Ich hätte gerne den Mut gehabt, mich noch als ich 24 Jahre alt war an staatlichen Schauspielschulen zu bewerben, es ernsthaft zu probieren. Das Alter von 24 Jahren ist an diesen Schulen die Altersgrenze für eine Bewerbung. 

Hatten Sie je ein Ziel?
Nein, nie. Ich wollte nur der Fremdbestimmung an der Schule entkommen. Ansonsten wollte ich immer das machen, was mir im bewussten Moment wichtig war. Ich habe bis heute kein Fernziel, entlang dem ich Erfolg oder Misserfolg oder Zwischenstände definiere. Ich will sehen, welche bunten Fäden es gibt, an denen ich ziehen kann: Ich will meinen Leidenschaften folgen.
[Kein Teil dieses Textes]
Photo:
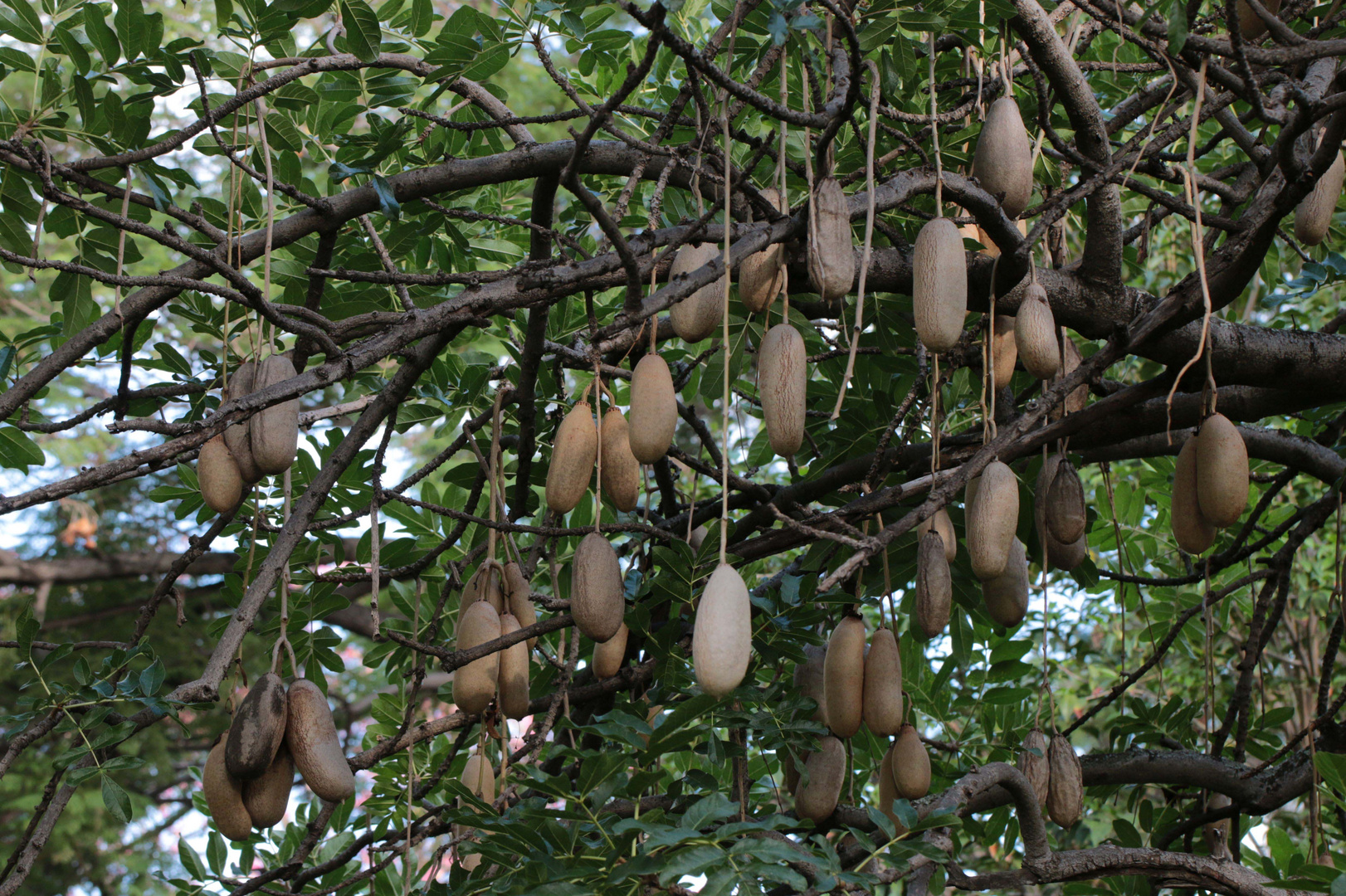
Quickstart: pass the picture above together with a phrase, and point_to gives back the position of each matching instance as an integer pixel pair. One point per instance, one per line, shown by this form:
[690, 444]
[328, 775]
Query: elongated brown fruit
[1192, 530]
[939, 523]
[218, 476]
[257, 729]
[225, 796]
[1004, 353]
[817, 800]
[934, 587]
[1061, 556]
[608, 655]
[700, 314]
[237, 436]
[1217, 833]
[783, 383]
[1036, 334]
[1065, 787]
[939, 284]
[1314, 213]
[883, 685]
[621, 469]
[843, 677]
[486, 582]
[1250, 23]
[1221, 473]
[597, 599]
[1032, 763]
[1003, 159]
[1065, 509]
[268, 796]
[910, 764]
[831, 242]
[889, 791]
[480, 779]
[762, 274]
[722, 635]
[1007, 595]
[274, 432]
[992, 519]
[513, 673]
[519, 599]
[311, 738]
[573, 459]
[809, 679]
[474, 684]
[653, 413]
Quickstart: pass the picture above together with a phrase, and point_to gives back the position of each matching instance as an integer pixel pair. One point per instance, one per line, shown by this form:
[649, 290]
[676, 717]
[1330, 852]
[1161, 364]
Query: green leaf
[116, 800]
[17, 451]
[363, 32]
[1177, 26]
[387, 198]
[188, 857]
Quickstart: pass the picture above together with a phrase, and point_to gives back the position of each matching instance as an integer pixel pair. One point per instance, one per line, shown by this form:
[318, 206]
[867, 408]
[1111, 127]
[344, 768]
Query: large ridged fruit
[1250, 23]
[257, 729]
[519, 597]
[762, 274]
[225, 796]
[1065, 787]
[722, 635]
[653, 415]
[992, 521]
[621, 469]
[1006, 597]
[237, 436]
[218, 476]
[608, 655]
[889, 791]
[1036, 334]
[783, 383]
[934, 587]
[311, 738]
[817, 800]
[809, 679]
[1003, 159]
[1061, 556]
[939, 523]
[939, 284]
[1004, 352]
[831, 242]
[1032, 763]
[883, 685]
[274, 432]
[910, 764]
[1065, 512]
[1314, 213]
[474, 684]
[268, 796]
[573, 459]
[843, 677]
[480, 779]
[597, 597]
[1221, 473]
[1192, 530]
[1217, 833]
[513, 673]
[700, 314]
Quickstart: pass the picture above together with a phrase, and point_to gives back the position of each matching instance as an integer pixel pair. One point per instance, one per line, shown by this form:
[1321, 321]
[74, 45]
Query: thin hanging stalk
[869, 236]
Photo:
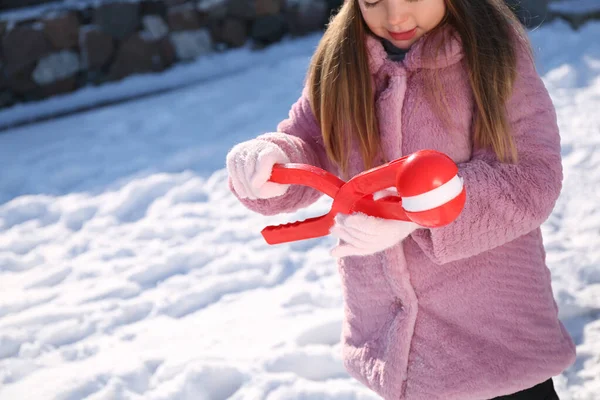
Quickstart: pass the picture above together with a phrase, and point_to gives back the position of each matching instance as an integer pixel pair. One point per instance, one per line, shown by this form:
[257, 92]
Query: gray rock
[97, 47]
[118, 19]
[22, 47]
[576, 12]
[183, 18]
[531, 13]
[56, 67]
[191, 44]
[62, 30]
[155, 26]
[137, 55]
[306, 16]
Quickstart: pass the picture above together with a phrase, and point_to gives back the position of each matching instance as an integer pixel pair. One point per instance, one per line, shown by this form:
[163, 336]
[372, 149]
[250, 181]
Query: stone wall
[64, 45]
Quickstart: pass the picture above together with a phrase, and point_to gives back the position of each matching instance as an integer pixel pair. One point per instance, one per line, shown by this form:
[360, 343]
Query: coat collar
[420, 56]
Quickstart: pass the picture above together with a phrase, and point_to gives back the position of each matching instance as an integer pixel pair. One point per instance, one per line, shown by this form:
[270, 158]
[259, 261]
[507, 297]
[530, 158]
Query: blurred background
[127, 269]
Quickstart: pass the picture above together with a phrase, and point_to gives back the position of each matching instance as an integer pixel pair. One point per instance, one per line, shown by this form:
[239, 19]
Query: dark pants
[543, 391]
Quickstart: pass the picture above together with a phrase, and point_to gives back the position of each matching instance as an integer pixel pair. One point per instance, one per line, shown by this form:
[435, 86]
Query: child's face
[402, 22]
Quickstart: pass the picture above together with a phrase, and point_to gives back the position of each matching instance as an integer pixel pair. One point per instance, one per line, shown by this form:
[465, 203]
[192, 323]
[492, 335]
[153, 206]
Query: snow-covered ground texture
[129, 272]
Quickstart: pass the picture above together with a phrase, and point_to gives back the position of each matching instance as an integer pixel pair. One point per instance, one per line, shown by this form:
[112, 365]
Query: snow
[129, 272]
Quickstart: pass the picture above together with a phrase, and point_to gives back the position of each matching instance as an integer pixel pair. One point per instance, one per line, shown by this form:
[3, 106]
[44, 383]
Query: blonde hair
[342, 96]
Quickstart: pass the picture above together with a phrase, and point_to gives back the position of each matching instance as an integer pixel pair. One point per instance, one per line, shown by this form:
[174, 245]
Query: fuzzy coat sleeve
[506, 201]
[299, 136]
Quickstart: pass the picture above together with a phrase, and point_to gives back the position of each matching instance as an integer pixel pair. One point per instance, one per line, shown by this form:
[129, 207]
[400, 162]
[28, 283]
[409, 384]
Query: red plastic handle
[417, 177]
[325, 182]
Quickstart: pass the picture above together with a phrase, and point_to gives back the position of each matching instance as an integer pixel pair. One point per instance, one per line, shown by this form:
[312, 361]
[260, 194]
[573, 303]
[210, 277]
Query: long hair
[342, 93]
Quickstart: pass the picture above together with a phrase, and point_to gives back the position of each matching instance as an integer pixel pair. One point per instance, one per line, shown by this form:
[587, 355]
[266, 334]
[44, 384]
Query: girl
[462, 312]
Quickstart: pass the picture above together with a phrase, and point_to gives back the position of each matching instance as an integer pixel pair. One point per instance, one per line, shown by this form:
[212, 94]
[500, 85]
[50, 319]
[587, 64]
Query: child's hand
[250, 164]
[364, 235]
Woran erkenne ich meine Leidenschaften?
Der Soziologe Hartmut Rosa würde Resonanz dazu sagen, Leidenschaft ist der vibrierende Draht zwischen dir und einer Sache. Sie ist ein neugieriges Gefühl, das entsteht, wenn ich mit etwas in Berührung komme, das mich reizt – der Moment, in dem ich mich lebendig fühle. Das ist vielleicht meine persönliche Beschreibung: Die Leidenschaft für eine Sache erkenne ich daran, dass sie mich lebendig macht.